Tux is right...yeild rates are one of the most guarded statistics in the industry. If you wanted to work with "real" numbers, companies **may** release yeild rates for old processors (like the orginal pentium or maybe the PII era, certainly not the PIII era or later). Even then, there are so many factors that make estimating current yeilds by comparing it to old data next to impossible and very inaccurate - process size, process maturity, complexity of the die, die size, etc all have changed since the PII days.

Side note: does anyone know why companies guard yeild rates so closely? I can't see a real reason that would give the competition an advantage. The number of processors shipped is public knowledge.
 
yield rates are actually secondary in my quest here, what im really looking for are statistical models which represent yeilds are a function of die size. For example, one place i looked modled defects with a poison random variable, but another said that the assumption made by the poison random variable (that the defects are evenly distributed) is a worst case scenario, and it postulated another distribution. Basically, I'm more interested in the theoretical equations for estimating yields based on defect density than i am of the actual numbers. The numbers themselves would be great, but as ya'll have said, they are very closely guarded.
 
Originally posted by: byosys
Side note: does anyone know why companies guard yeild rates so closely? I can't see a real reason that would give the competition an advantage. The number of processors shipped is public knowledge.

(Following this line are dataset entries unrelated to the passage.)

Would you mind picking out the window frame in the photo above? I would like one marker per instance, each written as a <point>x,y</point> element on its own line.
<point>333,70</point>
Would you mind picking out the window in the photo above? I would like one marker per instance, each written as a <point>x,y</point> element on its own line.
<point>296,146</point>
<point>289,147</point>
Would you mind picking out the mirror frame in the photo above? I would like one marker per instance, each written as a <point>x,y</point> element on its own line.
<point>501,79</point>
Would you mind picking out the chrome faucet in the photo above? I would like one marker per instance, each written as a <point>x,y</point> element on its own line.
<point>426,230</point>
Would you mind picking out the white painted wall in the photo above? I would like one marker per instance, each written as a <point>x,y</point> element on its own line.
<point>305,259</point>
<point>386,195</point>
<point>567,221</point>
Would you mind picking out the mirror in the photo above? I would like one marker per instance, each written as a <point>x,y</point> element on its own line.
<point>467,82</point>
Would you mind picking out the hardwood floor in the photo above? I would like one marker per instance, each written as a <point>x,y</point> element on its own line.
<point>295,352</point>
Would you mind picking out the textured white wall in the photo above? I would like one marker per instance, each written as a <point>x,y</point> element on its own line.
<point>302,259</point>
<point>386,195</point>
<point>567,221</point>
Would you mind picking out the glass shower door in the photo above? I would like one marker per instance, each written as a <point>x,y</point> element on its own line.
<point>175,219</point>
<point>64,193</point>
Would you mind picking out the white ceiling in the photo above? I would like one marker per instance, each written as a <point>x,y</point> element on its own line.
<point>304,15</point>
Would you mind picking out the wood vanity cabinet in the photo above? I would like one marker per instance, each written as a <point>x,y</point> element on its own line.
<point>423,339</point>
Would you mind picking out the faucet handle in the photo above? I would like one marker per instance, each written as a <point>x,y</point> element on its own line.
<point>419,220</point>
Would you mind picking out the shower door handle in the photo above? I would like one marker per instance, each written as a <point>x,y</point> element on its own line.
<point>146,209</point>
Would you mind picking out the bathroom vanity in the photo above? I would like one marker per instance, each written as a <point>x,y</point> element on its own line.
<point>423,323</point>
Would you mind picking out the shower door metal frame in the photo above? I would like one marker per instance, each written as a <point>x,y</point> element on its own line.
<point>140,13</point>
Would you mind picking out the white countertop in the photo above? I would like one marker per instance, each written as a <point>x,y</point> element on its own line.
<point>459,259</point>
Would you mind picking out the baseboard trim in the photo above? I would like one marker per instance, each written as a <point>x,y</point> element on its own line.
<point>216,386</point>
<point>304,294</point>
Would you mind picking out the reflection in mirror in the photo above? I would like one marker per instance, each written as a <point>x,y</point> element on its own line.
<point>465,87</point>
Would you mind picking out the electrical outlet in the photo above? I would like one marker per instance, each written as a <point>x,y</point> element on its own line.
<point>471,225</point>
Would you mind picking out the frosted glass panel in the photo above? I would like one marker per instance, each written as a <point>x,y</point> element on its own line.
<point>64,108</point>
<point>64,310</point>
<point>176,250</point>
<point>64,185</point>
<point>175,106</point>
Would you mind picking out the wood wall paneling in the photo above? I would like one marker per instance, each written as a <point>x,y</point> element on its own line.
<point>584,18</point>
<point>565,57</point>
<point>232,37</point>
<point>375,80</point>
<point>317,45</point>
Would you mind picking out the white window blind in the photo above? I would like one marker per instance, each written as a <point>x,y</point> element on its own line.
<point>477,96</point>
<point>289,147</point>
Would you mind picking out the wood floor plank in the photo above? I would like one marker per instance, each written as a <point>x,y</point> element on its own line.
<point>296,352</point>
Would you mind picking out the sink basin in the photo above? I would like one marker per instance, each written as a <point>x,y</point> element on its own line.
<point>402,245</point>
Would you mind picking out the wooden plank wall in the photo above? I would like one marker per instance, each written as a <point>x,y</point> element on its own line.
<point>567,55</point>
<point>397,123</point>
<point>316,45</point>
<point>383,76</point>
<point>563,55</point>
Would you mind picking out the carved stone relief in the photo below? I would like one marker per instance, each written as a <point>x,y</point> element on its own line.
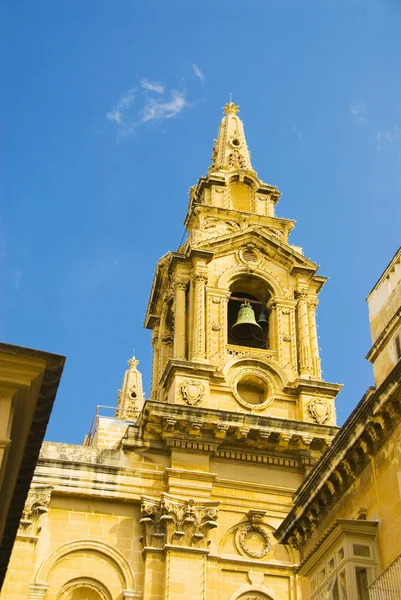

My guess would be that it allows them insight into the near term availability of the product and an idea of the costs of production. Off the bat I can think of Nvidia and ATI as being good examples as the yield rates for their highest ueber end cards are very low and often after a short burst of cards to the market it can take weeks before another shipment is ready. That would allow your competition to plan their shipments to take advantage of droughts in their competitor's supplies. And if your yields are down, the costs of production are higher. So if a competitor knows that your margin is probably lower than theirs, they can cut their prices to slim up your profit margins. I have noticed that hardware companies are generally very concerned with overhead in comparison to software companies (damn Microsoft and their free drinks and food).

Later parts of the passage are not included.